While I have not yet read the book, it probably has included most of whatever we may be able to post here as far as documentation regarding the service of soldiers of African-descent in the Confederacy.
However, I think it does serve a purpose to post it...that being to show that the premise of this book can be independently verified as backed by written source documentation. In that vein, I'll add this:
From "Tom Dooley, and Other Interesting Snippets From the Pages of ‘North Carolina Troops, 1861-1865’." by Terry Foenander.
REVELS, Henry and
Both were privates in company F, 51st Regiment North Carolina Troops, and were probably brothers. Both are shown as being born in Robeson County and enlisting there on March 10, 1862, at ages 35 and 40, respectively.
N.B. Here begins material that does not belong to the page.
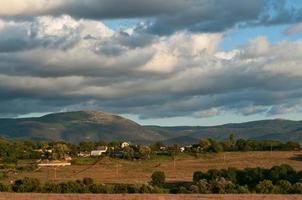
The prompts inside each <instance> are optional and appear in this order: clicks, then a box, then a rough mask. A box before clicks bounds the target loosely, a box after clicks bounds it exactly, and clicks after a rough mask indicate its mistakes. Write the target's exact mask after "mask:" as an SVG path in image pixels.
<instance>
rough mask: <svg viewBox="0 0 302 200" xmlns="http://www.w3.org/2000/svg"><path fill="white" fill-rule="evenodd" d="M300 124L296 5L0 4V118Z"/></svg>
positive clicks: (210, 122) (234, 2)
mask: <svg viewBox="0 0 302 200" xmlns="http://www.w3.org/2000/svg"><path fill="white" fill-rule="evenodd" d="M77 110H96V111H104V112H111V113H115V114H119V115H122V116H125V117H128V118H130V119H133V120H135V121H136V122H139V123H141V124H157V125H167V126H176V125H216V124H225V123H231V122H232V123H234V122H244V121H252V120H262V119H273V118H283V119H292V120H302V1H300V0H278V1H275V0H241V1H234V0H165V1H162V0H148V1H147V0H110V1H108V0H1V2H0V117H1V118H6V117H13V118H15V117H32V116H42V115H44V114H47V113H53V112H66V111H77Z"/></svg>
However, by July 1, of that year, both of them were discharged, the notation on their papers stating: "Discovered to be a Negro." [12, 338]
The significance of this is that this shows that they *wanted* to serve in the Confederate Army, so much so that they attempted to hide their race!
And, here are some of interest from my own research:
O’NEAL, William Armistead’s/12th Miss. and Ala./12th Miss. Cav./16th Conf. Cav., Company Unknown (Born of African descent in Pickens County, Ala. in 1846. Listed on the “Tennessee Colored Pension Applications for CSA Service”, listed as a member of the 12th Miss. Cav. Regiment.)
[UNKNOWN LAST NAME],Wash, Personal servant of Capt. B.B. McCaa of the 8th Conf. Cav. (Probably of African descent. Responsible for taking care of the Captain’s horse, “Indian”. After Capt. McCaa’s death from wounds at Murfreesboro, Wash brought “Indian” back to Pickens Co.,Ala. He traveled at night, and hid during the day, to avoid the enemy. The McCaa family did not include Wash in the count of family owned slaves, so if he was of African descent, he may have been a freeman. Wash was married to a lady named Mary.) Source: McCaa family history...I believe this is at least partially from the book "Dr. John McCaa, Camden, S.C., His Descendents", by John McCaa.
COLEMAN, Jacob 11th Alabama Infantry Regiment, Company Unknown. (Of African descent. On roll of “Tennessee Colored Pension Applications for CSA Service”, listed as a member of the 11th Alabama Infantry Regiment. Born in Courtland, Lawrence Co., Ala. in 1839.)
MOORE, A.J.C., 40th Ala. Inf. Regt., Regimental Cook [thought to be voluntary] (Of African descent.) Source: I think that this is directly from the regimental microfilm.
A Confederate reunion was held in Birmingham, Ala. [I forget the year off the top of my head.] A photo of the participating veterans, which is still existing, shows fully one-half of the Confederate veterans attending were of African descent!